The idea of wearable second skins to protect from external dangers is a great one, but how feasible is it? As medical devices continue to achieve great leaps in technological innovation, manufacturers must also consider their production for the mass market.

“Although the focus of this work has been to elucidate the impact of the elasto-mechanical properties of the XPL on skin,” says the project report, “further directions of research and improvement to create better products for barrier protection and cosmetics present unique opportunities to enhance patient compliance and quality of life.”

The researchers clearly see their innovation as something that can be broadly scattered across a host of uses: moisturiser for burn victims, cosmetic skin-tightener, drug delivery for those unable to have normal medicinal applications and a protective layer against UV damage to lower the risk of skin cancer.

These are all fantastic ways of improving quality of life but, at the moment, despite myriad projects around the world investigating their uses, these products are mostly still lab-based, with another several years, or even a decade or more, before they could be brought to a mass market. In the mean time, manufacturers should be looking at this as the next big market to break into and the huge number of ways technology could open profitable new doors.

What is wearable medicine?

While much of it sounds like science fiction, according to HealthIT.com, wearable health devices are things that are simply capable of tracking medically useful health information.

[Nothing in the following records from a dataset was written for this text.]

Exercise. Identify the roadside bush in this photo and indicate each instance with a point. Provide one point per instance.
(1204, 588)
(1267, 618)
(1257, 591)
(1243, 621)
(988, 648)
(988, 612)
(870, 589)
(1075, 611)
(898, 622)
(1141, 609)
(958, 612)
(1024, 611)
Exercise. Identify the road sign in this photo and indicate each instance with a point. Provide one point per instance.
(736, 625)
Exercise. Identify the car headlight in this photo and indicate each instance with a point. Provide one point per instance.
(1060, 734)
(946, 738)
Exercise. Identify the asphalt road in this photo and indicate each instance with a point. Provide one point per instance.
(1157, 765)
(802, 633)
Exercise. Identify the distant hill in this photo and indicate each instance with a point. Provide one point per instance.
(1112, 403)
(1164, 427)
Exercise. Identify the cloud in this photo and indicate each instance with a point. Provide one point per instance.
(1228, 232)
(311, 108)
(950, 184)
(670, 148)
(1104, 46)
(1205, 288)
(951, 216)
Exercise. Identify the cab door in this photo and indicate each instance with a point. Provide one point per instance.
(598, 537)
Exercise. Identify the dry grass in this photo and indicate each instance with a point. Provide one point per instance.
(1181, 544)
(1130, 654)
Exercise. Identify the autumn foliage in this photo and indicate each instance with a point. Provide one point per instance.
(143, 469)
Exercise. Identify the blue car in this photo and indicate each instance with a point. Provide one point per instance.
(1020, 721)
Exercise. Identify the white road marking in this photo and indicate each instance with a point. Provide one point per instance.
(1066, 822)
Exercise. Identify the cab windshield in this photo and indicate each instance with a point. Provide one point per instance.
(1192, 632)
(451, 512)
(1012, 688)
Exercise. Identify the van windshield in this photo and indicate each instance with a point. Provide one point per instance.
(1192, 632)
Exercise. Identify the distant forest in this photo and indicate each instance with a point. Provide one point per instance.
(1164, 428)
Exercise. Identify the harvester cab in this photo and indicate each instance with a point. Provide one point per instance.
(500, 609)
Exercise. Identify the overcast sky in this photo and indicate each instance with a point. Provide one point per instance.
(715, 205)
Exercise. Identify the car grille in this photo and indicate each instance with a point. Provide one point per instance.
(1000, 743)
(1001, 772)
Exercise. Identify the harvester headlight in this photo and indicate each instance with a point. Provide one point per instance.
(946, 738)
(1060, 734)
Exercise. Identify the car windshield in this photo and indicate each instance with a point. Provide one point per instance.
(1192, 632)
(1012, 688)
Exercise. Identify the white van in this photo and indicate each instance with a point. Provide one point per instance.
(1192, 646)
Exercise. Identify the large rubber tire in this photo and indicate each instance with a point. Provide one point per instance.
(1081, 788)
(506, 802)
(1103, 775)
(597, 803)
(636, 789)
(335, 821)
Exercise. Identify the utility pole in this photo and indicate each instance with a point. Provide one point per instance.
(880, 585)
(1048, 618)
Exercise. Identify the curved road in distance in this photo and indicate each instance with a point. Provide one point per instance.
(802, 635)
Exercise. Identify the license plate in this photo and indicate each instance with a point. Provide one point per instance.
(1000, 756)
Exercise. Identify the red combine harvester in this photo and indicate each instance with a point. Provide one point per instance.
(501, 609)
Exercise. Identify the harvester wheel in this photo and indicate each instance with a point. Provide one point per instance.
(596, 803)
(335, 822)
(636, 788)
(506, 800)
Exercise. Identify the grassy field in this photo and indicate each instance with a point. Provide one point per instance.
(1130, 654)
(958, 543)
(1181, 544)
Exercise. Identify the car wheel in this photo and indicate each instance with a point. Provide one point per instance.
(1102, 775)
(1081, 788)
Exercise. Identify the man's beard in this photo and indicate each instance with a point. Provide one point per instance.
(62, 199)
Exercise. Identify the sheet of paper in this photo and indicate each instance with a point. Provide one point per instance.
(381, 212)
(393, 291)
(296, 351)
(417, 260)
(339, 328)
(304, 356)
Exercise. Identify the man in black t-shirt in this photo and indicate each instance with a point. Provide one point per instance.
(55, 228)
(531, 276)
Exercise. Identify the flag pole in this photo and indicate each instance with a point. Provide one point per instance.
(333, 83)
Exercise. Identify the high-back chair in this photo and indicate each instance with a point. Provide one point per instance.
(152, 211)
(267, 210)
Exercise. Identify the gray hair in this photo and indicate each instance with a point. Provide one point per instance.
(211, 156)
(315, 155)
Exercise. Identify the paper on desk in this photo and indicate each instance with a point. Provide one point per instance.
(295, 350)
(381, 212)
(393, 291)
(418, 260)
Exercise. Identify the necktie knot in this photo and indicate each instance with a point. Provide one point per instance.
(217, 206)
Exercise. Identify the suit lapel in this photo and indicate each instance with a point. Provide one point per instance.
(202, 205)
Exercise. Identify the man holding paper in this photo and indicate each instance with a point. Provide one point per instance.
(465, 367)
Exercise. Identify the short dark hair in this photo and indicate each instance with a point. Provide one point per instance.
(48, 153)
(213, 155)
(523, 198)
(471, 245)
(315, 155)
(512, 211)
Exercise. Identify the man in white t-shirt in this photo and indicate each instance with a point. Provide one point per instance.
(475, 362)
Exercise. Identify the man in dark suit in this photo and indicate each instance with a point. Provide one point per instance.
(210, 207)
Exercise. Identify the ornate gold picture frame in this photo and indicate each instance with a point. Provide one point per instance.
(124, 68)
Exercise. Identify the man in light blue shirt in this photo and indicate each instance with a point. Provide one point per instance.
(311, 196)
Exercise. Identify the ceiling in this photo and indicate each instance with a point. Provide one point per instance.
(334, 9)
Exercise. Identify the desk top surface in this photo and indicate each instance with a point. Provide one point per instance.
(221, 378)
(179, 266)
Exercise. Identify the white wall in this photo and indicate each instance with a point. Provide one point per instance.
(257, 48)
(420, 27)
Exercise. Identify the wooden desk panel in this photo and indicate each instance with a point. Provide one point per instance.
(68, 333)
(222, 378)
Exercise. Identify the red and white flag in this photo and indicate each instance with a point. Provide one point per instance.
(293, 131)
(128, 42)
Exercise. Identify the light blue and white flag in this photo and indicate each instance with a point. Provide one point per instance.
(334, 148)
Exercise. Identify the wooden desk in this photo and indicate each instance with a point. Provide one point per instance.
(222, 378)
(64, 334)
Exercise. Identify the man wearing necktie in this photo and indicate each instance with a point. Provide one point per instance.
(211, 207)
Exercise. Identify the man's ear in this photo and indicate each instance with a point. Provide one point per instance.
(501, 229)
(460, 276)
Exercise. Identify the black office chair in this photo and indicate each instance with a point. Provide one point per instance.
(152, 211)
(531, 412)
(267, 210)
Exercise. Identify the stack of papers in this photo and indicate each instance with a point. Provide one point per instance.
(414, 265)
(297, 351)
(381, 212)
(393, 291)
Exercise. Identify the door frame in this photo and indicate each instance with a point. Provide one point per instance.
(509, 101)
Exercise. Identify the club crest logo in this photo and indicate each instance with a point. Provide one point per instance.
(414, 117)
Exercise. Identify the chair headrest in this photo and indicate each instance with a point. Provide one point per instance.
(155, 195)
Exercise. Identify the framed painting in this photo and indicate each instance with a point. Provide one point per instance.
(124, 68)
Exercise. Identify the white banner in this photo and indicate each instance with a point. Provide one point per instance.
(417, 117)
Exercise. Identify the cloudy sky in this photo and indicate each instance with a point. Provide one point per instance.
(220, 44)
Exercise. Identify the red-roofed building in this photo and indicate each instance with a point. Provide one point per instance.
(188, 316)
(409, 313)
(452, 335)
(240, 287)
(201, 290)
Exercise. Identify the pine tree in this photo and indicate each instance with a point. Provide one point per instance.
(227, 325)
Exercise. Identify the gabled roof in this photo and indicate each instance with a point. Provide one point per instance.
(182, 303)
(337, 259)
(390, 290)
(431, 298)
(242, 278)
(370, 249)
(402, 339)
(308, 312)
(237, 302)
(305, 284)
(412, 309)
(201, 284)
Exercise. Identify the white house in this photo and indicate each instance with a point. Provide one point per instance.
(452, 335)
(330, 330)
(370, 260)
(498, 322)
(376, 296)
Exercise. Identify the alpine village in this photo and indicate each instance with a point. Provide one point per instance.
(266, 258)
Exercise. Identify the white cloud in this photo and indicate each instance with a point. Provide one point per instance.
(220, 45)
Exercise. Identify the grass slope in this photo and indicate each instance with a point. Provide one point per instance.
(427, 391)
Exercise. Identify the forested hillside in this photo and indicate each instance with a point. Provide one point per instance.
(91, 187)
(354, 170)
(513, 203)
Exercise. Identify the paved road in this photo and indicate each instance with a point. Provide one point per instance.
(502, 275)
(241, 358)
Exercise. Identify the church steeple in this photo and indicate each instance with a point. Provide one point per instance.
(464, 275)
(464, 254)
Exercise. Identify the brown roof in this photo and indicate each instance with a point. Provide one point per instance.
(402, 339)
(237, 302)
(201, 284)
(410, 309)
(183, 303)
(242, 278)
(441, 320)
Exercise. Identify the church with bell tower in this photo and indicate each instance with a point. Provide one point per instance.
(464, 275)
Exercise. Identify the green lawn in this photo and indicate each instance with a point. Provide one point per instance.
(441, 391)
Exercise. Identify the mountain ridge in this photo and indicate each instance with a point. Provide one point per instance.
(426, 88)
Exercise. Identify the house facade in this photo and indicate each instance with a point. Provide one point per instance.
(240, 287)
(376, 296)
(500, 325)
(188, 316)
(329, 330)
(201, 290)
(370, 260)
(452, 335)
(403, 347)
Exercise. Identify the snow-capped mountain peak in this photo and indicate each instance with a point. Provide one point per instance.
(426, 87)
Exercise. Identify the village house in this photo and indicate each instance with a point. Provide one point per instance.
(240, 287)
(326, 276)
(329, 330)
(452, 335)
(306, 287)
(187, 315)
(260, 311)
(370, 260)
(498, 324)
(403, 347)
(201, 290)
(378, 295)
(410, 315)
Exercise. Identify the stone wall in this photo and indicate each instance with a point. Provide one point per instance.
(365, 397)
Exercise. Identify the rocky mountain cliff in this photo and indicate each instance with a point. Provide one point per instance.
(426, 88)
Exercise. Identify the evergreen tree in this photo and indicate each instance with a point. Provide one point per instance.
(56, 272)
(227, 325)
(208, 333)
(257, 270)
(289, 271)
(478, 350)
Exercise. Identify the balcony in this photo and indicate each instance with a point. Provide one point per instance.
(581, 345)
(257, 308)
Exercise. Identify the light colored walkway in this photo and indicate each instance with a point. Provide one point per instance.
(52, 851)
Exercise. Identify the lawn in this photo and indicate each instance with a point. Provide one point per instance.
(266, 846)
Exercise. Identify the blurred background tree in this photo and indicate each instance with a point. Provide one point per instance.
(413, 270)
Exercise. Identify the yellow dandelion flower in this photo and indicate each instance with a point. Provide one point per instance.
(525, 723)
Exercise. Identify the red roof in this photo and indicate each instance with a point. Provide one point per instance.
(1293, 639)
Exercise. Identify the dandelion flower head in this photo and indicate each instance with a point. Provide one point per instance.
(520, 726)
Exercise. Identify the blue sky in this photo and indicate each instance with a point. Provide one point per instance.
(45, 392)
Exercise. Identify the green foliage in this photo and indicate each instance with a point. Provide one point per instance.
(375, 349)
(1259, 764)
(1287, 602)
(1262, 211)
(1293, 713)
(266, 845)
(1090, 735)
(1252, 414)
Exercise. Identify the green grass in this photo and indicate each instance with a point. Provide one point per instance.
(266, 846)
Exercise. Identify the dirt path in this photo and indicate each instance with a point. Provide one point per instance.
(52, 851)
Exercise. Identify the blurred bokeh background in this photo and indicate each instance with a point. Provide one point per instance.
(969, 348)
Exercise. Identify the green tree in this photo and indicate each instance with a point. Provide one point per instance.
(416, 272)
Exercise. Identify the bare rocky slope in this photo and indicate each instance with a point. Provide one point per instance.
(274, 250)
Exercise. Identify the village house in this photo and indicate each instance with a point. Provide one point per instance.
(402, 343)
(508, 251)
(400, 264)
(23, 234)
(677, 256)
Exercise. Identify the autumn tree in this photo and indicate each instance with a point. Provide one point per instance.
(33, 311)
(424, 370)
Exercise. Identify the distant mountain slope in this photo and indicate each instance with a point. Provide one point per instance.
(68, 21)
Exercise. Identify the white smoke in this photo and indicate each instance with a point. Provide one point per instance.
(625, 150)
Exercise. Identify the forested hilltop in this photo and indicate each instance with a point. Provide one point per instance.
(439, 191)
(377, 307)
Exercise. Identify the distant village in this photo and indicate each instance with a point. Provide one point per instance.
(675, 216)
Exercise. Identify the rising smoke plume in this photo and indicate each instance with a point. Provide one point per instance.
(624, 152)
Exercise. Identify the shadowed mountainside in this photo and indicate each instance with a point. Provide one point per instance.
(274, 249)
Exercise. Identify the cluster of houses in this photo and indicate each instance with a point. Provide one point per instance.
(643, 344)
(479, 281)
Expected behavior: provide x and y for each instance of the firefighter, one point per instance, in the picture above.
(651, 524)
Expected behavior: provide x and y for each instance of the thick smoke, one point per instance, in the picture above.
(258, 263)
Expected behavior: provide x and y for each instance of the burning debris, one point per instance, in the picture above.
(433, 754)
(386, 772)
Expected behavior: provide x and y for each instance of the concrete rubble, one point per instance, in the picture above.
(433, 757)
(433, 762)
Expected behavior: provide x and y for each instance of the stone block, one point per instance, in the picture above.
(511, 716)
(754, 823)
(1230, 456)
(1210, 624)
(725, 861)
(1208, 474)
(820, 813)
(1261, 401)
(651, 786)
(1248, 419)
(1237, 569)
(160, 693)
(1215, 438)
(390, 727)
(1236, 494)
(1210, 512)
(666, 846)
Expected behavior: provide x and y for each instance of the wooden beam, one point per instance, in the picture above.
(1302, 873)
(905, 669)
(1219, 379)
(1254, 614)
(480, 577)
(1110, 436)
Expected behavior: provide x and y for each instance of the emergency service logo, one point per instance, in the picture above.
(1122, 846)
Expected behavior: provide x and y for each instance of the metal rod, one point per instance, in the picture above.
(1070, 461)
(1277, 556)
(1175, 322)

Most wearable medicine is in the form of devices, but most healthcare facilities aren’t yet equipped to process and protect this data.                                

Wearable devices can track nearly everything a patient does, from physical activity and exercise to sleep patterns and exposure to sunlight. The wearable medicines’ “versatility and portability appeal to consumers, and make them a consideration for providers that want to cut down on in-person visits,” according to the website.

Devices currently launched or in pre-launch by start-ups include heart-rate monitors for sleep and exercise; back braces that connect to video-game consoles to remind the patient to do regular exercises and stretches to avoid lower-back pain; embedded patches that use Wi-Fi for vital-organ monitoring at a central lab for elderly patients; a smart device that is aimed at helping people to stop smoking (the device is embedded with sensors that detect changes in the body and put into motion algorithms that predict when a person is craving a cigarette and nicotine); and a litany of products associated with smartphones.